Juniper Networks Coding Interview Questions
25 Juniper Networks coding interview problems with full optimal solutions — 8 easy, 12 medium, 5 hard. Every problem ships with multiple approaches (brute-force first, then the optimal), complexity tables for each, company-specific tips on what an Juniper Networks interviewer values, and a FAQ section.
Showing 5 problems of 25
- #4hardsometimes asked
4. Median of Two Sorted Arrays
Find the median of two sorted arrays in O(log(m+n)) time using binary search on partition.

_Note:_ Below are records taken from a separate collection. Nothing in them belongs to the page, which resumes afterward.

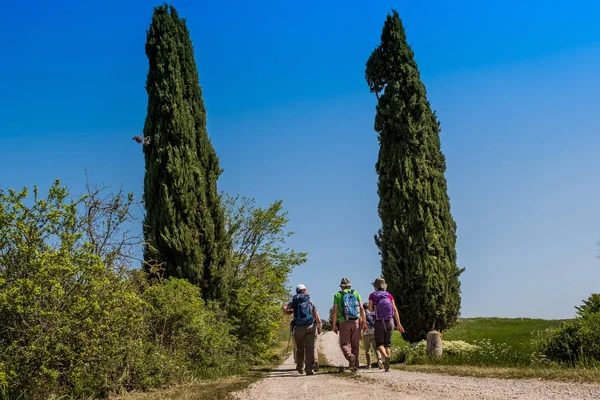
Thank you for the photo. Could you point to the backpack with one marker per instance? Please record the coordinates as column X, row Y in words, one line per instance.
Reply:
column 350, row 305
column 383, row 305
column 370, row 320
column 303, row 310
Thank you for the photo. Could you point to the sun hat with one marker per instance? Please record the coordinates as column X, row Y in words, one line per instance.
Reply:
column 379, row 284
column 345, row 283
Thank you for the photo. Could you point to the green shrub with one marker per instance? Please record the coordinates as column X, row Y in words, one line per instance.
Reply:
column 189, row 332
column 68, row 322
column 576, row 342
column 76, row 324
column 589, row 306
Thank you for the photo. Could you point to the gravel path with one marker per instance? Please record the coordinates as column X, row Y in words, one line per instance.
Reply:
column 286, row 383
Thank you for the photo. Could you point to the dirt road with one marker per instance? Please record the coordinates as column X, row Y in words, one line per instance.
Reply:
column 286, row 383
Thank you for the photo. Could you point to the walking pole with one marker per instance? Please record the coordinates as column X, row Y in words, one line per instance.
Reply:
column 288, row 348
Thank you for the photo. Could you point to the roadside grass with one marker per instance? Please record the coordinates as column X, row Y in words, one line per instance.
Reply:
column 492, row 347
column 553, row 373
column 521, row 334
column 198, row 390
column 223, row 388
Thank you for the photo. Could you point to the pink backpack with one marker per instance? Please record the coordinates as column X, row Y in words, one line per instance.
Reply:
column 383, row 305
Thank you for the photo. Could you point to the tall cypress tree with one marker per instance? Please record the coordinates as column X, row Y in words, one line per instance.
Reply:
column 185, row 223
column 417, row 240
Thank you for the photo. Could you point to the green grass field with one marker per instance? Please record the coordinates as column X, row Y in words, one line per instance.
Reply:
column 498, row 341
column 518, row 333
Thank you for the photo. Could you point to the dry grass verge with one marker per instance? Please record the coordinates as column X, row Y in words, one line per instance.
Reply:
column 198, row 390
column 591, row 375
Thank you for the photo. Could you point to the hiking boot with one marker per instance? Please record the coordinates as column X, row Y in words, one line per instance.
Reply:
column 352, row 362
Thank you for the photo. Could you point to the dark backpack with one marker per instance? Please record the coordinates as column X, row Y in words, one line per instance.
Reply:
column 383, row 305
column 350, row 305
column 303, row 310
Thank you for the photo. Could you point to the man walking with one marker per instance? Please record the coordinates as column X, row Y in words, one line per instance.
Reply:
column 307, row 324
column 382, row 303
column 369, row 338
column 348, row 319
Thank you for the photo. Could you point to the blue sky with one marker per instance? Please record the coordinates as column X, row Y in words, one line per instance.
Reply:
column 514, row 84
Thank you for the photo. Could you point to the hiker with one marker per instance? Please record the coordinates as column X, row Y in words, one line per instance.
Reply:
column 316, row 346
column 382, row 303
column 307, row 324
column 369, row 338
column 348, row 319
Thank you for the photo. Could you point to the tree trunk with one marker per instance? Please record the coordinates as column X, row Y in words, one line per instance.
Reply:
column 434, row 344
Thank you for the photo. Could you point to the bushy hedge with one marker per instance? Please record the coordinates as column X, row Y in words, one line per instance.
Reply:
column 577, row 341
column 73, row 325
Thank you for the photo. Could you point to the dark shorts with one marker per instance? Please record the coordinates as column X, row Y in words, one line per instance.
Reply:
column 383, row 332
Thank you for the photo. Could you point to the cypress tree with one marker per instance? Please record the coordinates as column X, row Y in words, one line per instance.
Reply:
column 417, row 239
column 185, row 224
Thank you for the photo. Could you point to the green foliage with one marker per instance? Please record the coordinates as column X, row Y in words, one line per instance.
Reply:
column 577, row 341
column 75, row 323
column 417, row 240
column 261, row 266
column 69, row 323
column 521, row 334
column 185, row 224
column 484, row 342
column 589, row 306
column 193, row 334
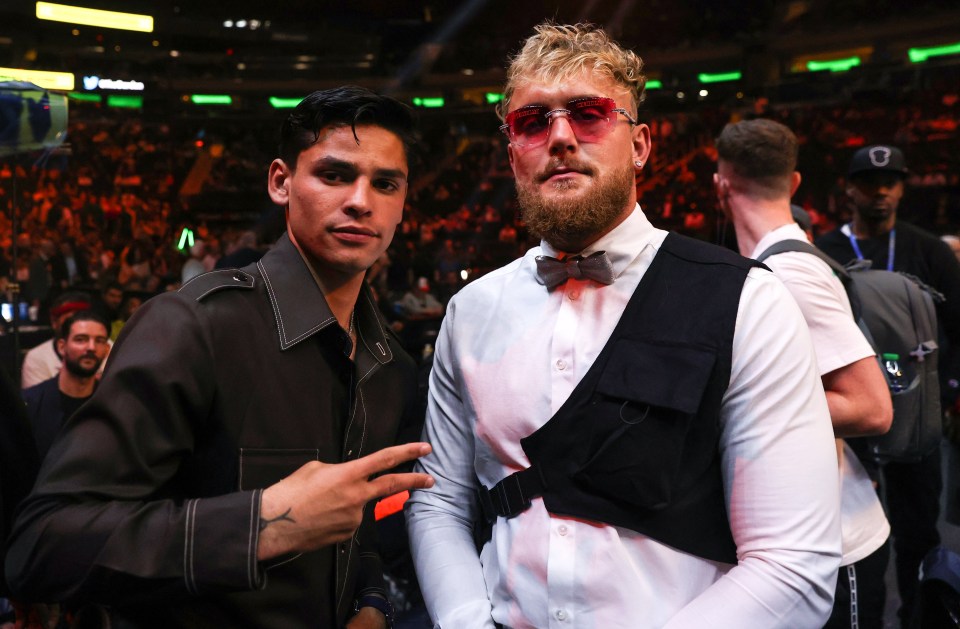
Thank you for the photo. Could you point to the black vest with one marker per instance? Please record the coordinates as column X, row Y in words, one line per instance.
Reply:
column 636, row 443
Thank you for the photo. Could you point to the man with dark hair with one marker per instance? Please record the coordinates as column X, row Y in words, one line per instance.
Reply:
column 637, row 415
column 222, row 473
column 875, row 186
column 83, row 342
column 43, row 362
column 756, row 176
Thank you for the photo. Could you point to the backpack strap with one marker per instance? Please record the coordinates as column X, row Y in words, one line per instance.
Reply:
column 804, row 247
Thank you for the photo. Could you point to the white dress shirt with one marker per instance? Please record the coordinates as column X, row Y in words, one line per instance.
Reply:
column 509, row 354
column 837, row 342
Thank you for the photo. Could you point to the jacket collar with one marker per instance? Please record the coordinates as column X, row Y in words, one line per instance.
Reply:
column 301, row 309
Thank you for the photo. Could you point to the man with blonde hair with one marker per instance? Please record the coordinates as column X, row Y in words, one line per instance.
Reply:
column 637, row 415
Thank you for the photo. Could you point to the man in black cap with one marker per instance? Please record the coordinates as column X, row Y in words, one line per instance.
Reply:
column 875, row 185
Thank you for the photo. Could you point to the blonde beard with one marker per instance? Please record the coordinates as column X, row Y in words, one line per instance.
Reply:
column 578, row 219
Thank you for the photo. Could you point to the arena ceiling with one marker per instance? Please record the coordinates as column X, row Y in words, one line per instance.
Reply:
column 415, row 46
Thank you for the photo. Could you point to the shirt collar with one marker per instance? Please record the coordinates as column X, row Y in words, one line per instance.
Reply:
column 790, row 231
column 301, row 309
column 623, row 243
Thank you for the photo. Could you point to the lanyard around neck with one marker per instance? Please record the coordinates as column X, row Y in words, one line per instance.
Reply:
column 891, row 242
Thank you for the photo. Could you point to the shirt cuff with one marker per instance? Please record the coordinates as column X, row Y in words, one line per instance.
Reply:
column 220, row 543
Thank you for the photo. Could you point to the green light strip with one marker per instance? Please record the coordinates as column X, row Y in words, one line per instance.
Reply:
column 834, row 65
column 90, row 98
column 428, row 102
column 279, row 102
column 919, row 55
column 722, row 77
column 130, row 102
column 210, row 99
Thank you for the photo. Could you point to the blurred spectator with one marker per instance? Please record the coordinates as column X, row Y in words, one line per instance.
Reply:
column 43, row 362
column 194, row 266
column 82, row 341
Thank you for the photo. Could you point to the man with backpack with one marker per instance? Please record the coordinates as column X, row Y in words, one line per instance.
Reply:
column 875, row 186
column 755, row 179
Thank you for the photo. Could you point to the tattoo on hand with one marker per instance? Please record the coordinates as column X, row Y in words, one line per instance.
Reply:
column 285, row 516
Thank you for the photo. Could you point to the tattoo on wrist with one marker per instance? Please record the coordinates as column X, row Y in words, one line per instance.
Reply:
column 285, row 516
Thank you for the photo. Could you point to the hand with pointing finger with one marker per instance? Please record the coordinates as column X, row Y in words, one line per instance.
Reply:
column 322, row 503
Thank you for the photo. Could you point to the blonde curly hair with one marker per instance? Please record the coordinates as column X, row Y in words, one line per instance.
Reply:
column 556, row 52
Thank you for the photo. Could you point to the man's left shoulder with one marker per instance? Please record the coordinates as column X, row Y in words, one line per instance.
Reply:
column 700, row 252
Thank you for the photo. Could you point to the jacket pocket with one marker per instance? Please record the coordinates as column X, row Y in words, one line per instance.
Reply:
column 644, row 404
column 262, row 467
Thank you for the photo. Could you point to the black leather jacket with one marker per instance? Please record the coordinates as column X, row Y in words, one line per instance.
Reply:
column 150, row 498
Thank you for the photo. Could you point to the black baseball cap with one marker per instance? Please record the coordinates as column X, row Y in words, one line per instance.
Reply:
column 878, row 157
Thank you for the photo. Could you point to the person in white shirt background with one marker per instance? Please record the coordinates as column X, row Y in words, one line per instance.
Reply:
column 516, row 344
column 756, row 176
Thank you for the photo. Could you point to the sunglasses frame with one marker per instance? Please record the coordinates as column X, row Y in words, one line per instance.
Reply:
column 530, row 110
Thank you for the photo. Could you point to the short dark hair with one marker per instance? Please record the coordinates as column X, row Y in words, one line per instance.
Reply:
column 81, row 315
column 761, row 151
column 344, row 106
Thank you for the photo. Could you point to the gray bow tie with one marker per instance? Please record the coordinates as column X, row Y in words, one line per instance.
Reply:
column 554, row 272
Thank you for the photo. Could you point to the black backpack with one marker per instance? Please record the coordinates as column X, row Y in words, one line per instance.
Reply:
column 896, row 313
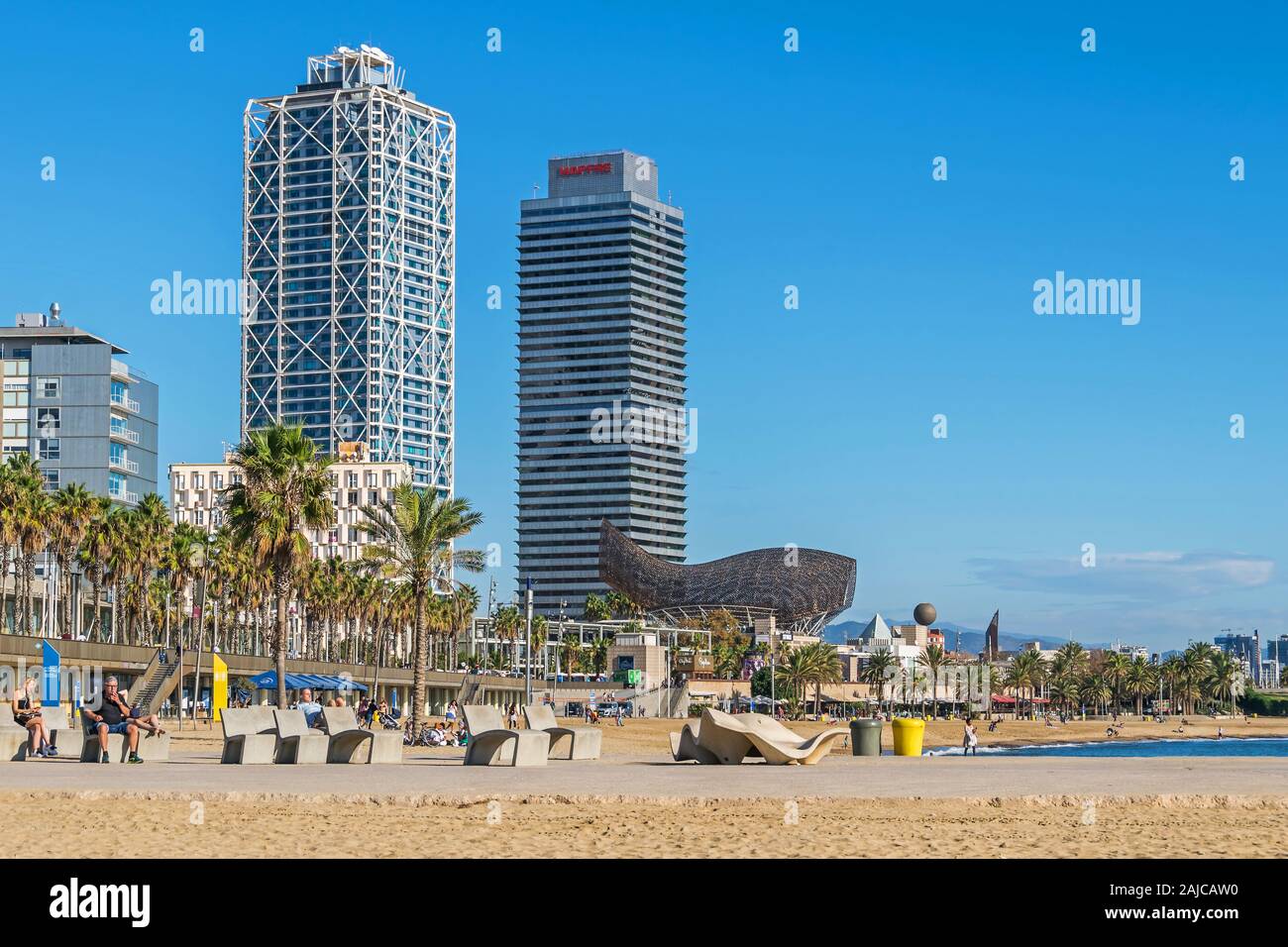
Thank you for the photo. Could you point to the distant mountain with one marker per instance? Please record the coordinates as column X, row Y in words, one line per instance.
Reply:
column 971, row 639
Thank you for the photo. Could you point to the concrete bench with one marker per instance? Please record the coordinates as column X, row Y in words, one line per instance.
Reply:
column 566, row 742
column 151, row 749
column 296, row 741
column 250, row 735
column 67, row 738
column 13, row 740
column 351, row 744
column 490, row 745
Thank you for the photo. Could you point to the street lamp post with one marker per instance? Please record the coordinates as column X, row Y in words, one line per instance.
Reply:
column 527, row 648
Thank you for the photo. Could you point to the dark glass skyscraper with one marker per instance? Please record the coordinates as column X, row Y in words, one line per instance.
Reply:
column 603, row 421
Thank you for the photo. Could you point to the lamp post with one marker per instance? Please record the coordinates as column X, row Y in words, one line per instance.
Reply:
column 527, row 647
column 204, row 552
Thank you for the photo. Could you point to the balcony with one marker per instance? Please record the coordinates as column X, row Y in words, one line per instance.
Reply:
column 127, row 402
column 125, row 496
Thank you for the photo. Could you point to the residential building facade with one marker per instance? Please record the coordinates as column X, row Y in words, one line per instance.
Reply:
column 197, row 497
column 77, row 408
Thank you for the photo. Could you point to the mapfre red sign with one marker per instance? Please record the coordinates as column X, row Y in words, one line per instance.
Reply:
column 570, row 170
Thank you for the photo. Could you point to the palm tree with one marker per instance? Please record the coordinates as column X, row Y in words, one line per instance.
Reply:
column 283, row 489
column 1026, row 671
column 1171, row 672
column 72, row 509
column 596, row 608
column 568, row 654
column 33, row 514
column 1140, row 681
column 932, row 660
column 150, row 530
column 1067, row 689
column 540, row 634
column 599, row 655
column 822, row 668
column 183, row 558
column 412, row 534
column 507, row 622
column 1196, row 664
column 1096, row 690
column 1224, row 680
column 9, row 491
column 877, row 671
column 1115, row 671
column 793, row 674
column 93, row 554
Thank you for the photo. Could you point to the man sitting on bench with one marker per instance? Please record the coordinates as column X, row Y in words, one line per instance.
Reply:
column 149, row 723
column 114, row 716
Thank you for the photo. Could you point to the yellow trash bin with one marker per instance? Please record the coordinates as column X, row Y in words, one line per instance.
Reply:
column 907, row 736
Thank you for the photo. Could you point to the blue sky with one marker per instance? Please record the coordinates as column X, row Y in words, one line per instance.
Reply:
column 810, row 169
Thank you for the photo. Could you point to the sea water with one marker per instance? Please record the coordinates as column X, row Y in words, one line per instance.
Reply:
column 1193, row 746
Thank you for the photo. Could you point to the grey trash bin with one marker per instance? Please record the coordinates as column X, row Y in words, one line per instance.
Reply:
column 866, row 737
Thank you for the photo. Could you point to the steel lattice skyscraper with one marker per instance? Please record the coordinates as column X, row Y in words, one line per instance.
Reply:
column 601, row 334
column 349, row 244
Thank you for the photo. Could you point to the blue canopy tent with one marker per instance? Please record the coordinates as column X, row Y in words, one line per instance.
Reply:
column 317, row 682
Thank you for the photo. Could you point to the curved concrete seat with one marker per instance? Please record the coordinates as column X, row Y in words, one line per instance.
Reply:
column 351, row 744
column 728, row 738
column 490, row 745
column 566, row 742
column 296, row 741
column 686, row 746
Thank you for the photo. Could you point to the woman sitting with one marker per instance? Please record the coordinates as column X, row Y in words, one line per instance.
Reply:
column 26, row 712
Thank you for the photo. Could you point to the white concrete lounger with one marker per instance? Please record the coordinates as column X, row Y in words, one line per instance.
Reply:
column 726, row 738
column 351, row 744
column 686, row 746
column 296, row 741
column 250, row 735
column 566, row 742
column 490, row 745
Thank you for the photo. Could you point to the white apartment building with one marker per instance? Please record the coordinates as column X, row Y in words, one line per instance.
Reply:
column 196, row 497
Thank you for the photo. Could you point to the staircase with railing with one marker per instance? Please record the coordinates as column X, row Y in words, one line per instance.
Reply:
column 158, row 682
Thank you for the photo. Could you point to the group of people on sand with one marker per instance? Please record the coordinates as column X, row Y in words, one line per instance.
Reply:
column 114, row 715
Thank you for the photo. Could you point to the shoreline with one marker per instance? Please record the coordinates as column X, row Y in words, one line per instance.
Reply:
column 1115, row 741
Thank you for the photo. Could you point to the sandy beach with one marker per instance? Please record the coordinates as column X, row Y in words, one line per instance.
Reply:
column 591, row 828
column 647, row 736
column 636, row 802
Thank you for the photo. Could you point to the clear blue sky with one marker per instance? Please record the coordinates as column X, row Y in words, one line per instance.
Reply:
column 809, row 169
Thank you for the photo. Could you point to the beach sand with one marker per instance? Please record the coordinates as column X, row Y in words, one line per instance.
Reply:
column 596, row 827
column 644, row 736
column 695, row 822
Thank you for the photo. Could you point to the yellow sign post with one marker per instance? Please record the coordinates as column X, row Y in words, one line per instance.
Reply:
column 219, row 688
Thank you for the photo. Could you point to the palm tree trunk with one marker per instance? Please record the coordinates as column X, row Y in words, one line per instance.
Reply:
column 282, row 586
column 421, row 643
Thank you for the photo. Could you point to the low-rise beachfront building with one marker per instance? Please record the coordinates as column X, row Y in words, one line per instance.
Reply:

Juniper asks this to probe candidates on binary search in non-obvious settings — the O(log n) constraint rules out the easy O(m+n) merge, requiring rigorous partitioning logic that appears in distributed query execution and sorted log analysis.
- #23hardfrequently asked
23. Merge K Sorted Lists
Merge k sorted linked lists into one sorted list efficiently. Juniper's control plane regularly merges sorted streams from multiple routing protocol tables (OSPF, BGP, IS-IS) into a unified RIB — a k-way merge with a min-heap is the production algorithm behind this operation.
- #42hardfrequently asked
42. Trapping Rain Water
Calculate how much water a histogram can trap after rain using two pointers. Juniper asks this because computing buffer occupancy in a traffic shaping scenario — where the water level is analogous to the minimum available buffer capacity bounded by adjacent queues — is a real systems analogy. It tests both the O(n) two-pointer insight and the ability to explain the invariant under pressure.
- #72hardsometimes asked
72. Edit Distance
Compute the minimum edit operations (insert, delete, replace) to transform one string into another using 2D DP. Juniper applies edit distance in network configuration management — computing how far a running device configuration has drifted from a desired state, or how similar two YANG model paths are, uses this exact algorithm.
- #127hardsometimes asked
127. Word Ladder
Find the shortest word transformation sequence using BFS on an implicit graph. Juniper directly applies shortest-path BFS to routing: finding the minimum-hop path between two network nodes where each hop changes exactly one attribute (interface, AS number, VLAN) is the same implicit-graph BFS problem.